Fly tieing? [Archive] - Fly Fishing Forum

: Fly tieing?

04-26-2002, 09:19 PM
I just bought a vise tonight and am trying to tie my first fly. I forgot to buy a whip finisher. Does anyone know of a website that illustrates how to tie off a fly?


04-26-2002, 09:29 PM
In case any one needs it in the future


04-27-2002, 09:23 AM

That was the site that I found a while back. It makes you realize how easy it is to tie a whip finish.

I whip and then I dab some super-glue (really the same as Zap-A-Gap) on the thread just to give the fly some added life.

If you ever want to get together for some tying then I am game. Of course, I live in NH and you live in RI but we could meet south of Boston and tie up a few patterns. I am sure that Jeff B would be game too.


04-27-2002, 05:27 PM
If you use cement, a few half hitches should work fine. If you whip finish, cement or Zap a Gap is redundant.
I find that I loose the fly, a fish mauls it, it rusts in the fly box during the off season, or I sharpen the hook beyond it's useful life befor the head unravels. Your mileage may vary, but if you forget how to whip finish, you can be confident in a couple of half hitches and some glue.

04-27-2002, 08:33 PM
That would be great. I tied up a few flies to match the blondes Alan tied for me and I have to admit that only a pretty dumb fish would fall for those ratty looking things. I went back to the river today and picked up three small schoolies 10"-12". We'll definitely have to hook up on the Cape pretty soon as well. Shoot me an email if you have a date in mind for some tieing.


04-27-2002, 10:17 PM
In terms of Zap-A-Gap I find that if helps hide some symptoms of inferior tying.

For example - it keeps clouser eyes in place even when you are hanging the fly up on oyster beds on every other cast.

Just my opinion....

04-29-2002, 08:52 AM
...nothing more than opinion and experience.

Frankly, the several whip finishing tools I own sit idle and virtually ignored, as I finish almost all heads I tie with my fingers, and I'll never figure out why I even bought them. I've almost always finished flies that way; though I haven't tied anything tiny enough (insert EDIT to imply LATELY:whoa: ) to warrant using a precision tool, I still find it's almost a forced thought to reach for a whip-finisher. Maybe I'm stubborn or stupid, I don't know, but it seems a lot easier to just pick the thread up on my fingers and go from there.

04-29-2002, 08:19 PM
A big thank you to all for the helpful advise. I caught my first fish on a fly I tied tonight (Olive over chartreuse closer). Not a monster but I will take a nice 12" schoolie any day. I also hooked and long range released a big fish (estimated at about 25-30"). The fish jumped out of the water and upon thinking back I think it may have been a weakfish. I don't recall seeing stripes and the fish had a yellowish tinge and changed directions abruptly a number of times which I have been told are all characteristics of this elusive fish.

Tight Lines,

04-30-2002, 02:30 PM
Sean, regarding your observation of the Blonde series.

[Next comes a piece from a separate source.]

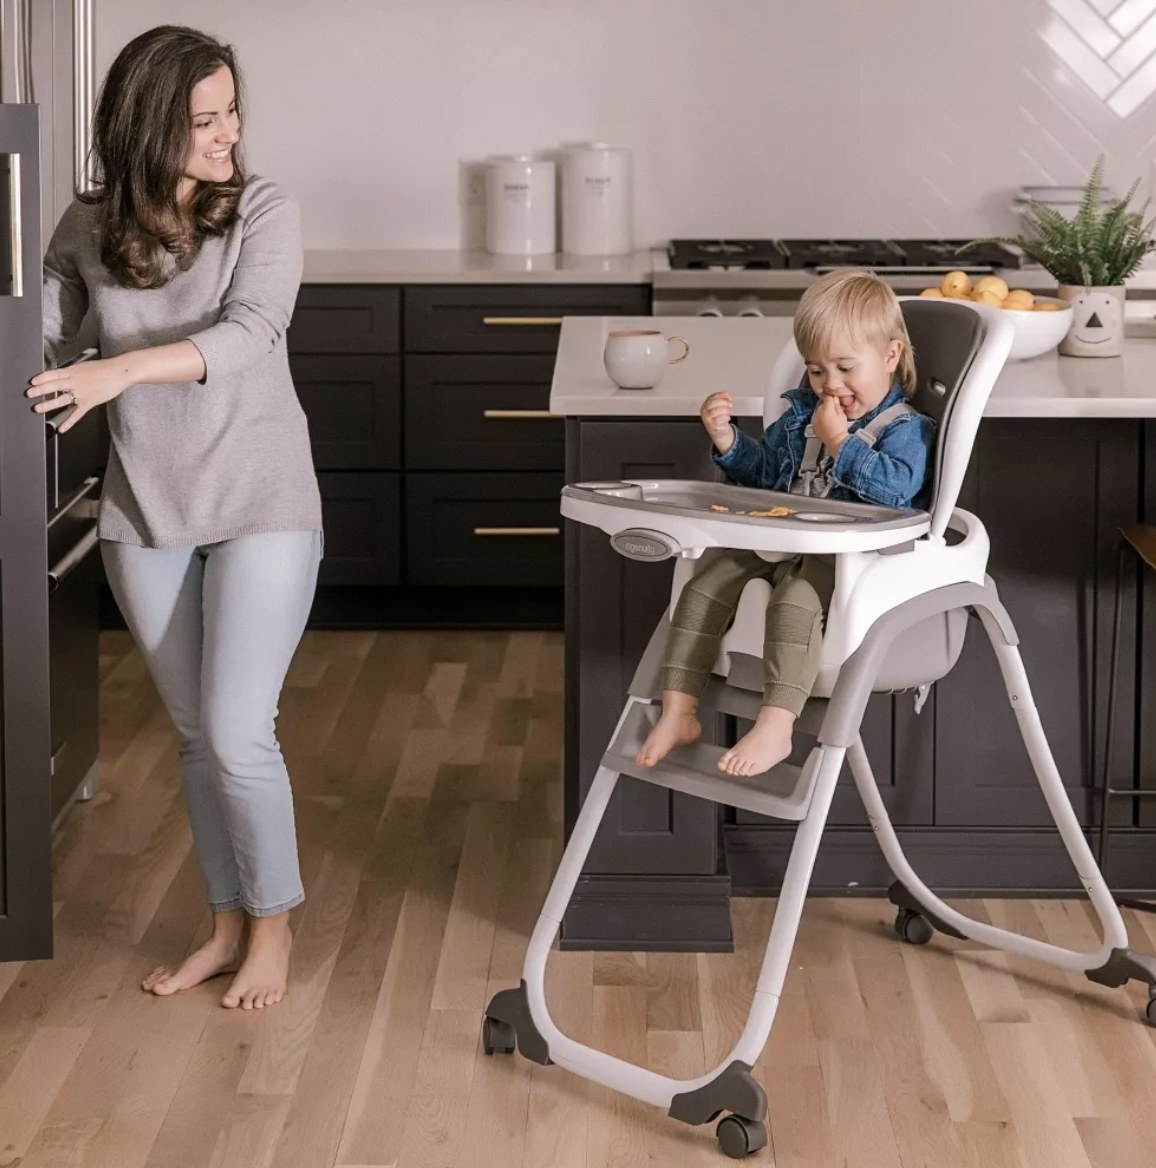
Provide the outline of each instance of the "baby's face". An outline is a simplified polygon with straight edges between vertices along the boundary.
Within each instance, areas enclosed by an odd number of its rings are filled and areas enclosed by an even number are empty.
[[[843,340],[829,353],[807,357],[807,376],[819,397],[838,398],[851,421],[869,414],[888,394],[902,348],[891,341],[886,348],[863,341]]]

Think about the pioneers of saltwater fly fishing and the name Joe Brooks. Historically, Joe's credited with the Blonde series, as is well known, but - that series is heralded as a premier in the development of saltwater tying patterns. If you look at the basic pattern, compare it to the deceivers you recognize today. It's widely accepted, not to slight any one other tyer of repute, that the deceiver, weighted head or other similar styling is fine tuning of Brooks' Blonde series.